For decades now the golden standard of system isolation in industrial control systems (ICS) environments is the air-gapped system.
The ultimate trust in air-gap as a security control
An air-gapped system is a computer or network that is physically isolated from external networks and the internet, making it inaccessible to unauthorized or remote connections. This isolation is implemented to enhance security and prevent potential cyberattacks or data breaches that could be executed through online channels.

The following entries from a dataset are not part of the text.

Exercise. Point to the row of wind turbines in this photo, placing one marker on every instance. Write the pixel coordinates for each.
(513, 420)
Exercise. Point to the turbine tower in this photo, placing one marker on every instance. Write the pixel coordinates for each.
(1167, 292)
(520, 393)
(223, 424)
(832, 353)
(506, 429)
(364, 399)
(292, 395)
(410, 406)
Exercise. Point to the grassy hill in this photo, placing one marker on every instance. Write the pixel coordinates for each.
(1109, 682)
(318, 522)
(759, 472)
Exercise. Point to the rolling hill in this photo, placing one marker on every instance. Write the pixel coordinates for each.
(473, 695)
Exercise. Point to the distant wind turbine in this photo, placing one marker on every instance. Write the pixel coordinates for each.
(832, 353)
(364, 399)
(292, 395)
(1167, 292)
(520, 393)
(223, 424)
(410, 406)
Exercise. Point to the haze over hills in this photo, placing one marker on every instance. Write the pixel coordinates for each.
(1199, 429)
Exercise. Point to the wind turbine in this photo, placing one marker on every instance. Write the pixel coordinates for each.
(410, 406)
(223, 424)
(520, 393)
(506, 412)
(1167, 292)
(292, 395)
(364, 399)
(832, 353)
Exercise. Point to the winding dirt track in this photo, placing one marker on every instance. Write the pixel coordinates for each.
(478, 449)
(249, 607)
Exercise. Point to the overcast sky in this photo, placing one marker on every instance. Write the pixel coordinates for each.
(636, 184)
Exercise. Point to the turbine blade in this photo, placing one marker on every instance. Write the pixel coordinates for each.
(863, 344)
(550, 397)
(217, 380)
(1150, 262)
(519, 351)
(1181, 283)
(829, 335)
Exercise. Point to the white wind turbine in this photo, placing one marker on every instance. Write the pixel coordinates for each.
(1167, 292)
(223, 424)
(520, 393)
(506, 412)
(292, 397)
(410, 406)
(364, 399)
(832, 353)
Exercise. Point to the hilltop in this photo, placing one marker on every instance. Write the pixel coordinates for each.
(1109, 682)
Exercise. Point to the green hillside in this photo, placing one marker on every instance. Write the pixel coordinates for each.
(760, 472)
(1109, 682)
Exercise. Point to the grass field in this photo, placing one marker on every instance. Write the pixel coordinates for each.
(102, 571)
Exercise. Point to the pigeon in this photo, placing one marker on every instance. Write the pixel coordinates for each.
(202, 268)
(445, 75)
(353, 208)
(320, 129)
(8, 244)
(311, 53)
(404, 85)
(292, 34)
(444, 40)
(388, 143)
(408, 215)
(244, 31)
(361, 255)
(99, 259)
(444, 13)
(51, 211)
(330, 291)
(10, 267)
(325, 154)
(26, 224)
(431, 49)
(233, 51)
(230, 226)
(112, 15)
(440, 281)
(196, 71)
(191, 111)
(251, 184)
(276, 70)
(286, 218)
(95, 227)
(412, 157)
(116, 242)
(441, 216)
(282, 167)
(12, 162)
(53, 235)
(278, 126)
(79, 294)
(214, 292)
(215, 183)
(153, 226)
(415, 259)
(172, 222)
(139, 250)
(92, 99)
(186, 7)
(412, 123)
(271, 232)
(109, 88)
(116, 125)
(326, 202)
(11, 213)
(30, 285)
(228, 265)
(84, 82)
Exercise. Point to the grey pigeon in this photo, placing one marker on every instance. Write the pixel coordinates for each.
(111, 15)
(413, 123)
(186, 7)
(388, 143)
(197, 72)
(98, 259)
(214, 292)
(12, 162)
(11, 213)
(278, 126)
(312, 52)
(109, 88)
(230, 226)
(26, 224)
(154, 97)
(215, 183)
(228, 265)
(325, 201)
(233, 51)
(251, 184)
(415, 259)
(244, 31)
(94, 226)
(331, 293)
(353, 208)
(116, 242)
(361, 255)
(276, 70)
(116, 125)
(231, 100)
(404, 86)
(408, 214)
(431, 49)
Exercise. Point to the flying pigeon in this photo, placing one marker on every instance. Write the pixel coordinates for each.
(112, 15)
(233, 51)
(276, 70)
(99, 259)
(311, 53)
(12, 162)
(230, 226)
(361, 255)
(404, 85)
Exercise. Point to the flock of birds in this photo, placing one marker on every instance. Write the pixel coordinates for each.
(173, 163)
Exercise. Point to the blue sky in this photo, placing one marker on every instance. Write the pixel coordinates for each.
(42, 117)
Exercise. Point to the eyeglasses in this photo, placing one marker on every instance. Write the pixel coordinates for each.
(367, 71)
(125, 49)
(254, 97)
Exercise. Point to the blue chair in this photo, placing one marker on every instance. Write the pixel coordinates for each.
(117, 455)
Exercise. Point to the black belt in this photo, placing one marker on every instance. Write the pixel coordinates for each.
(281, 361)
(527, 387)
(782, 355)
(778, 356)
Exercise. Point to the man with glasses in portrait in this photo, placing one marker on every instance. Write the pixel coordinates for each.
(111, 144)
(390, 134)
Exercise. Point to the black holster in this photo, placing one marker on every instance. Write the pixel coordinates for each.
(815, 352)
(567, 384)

The seeming isolation of the ICS systems via the air-gap has put a lot of organizations in a false sense of security about their air-gapped system - Even to a point where such systems don't require a password to log in.
Air-gap is no longer enough
Now there is a cyber threat specifically designed to bypass air-gapped defenses. This threat was brought to light by researchers from Kaspersky ICS-CERT while investigating cyberattacks targeting ICS and critical infrastructure in Eastern Europe.
The attackers were found to be using a second-stage malware that manages to circumvent the typical data security measures provided by an air-gapped system.
A second-stage malware, also known as secondary or payload malware, is a type of malicious software that is deployed after an initial infection has occurred on a target system. The primary purpose of second-stage malware is to stablish a permanent presence on the target networks, enabling them to exfiltrate sensitive data.
How does malware circumvent the air-gap?
As usual, the malware make deliberate efforts to obfuscate it's actions, utilizing encrypted payloads, memory injections, and DLL hijacking. These tactics demonstrate the sophistication of their approach, making detection and prevention more challenging.
It's not enough enter a system, the value is in data theft
In addition to the main malware another two set of second-stage tools are present in the malware that facilitate the transmission of stolen data from a local computer. In essence, they await the infected USB to be returned to the IT network after it's been inserted into an air-gapped computer and has copied data.
After they detect a USB with copied data, they package the data and via instructions from a Command and Control Server (C2) they exfiltrate the data to a cloud storage like Dropbox.
It's a very patient malware.
Since all these actions depend on human actions, the malware must remain invisible, patient and dormant for a long time - days, weeks, even months. This indicates a high level of sophistication and targeting specifically for ICS systems, whether they be in manufacturing, utilities, energy or even military.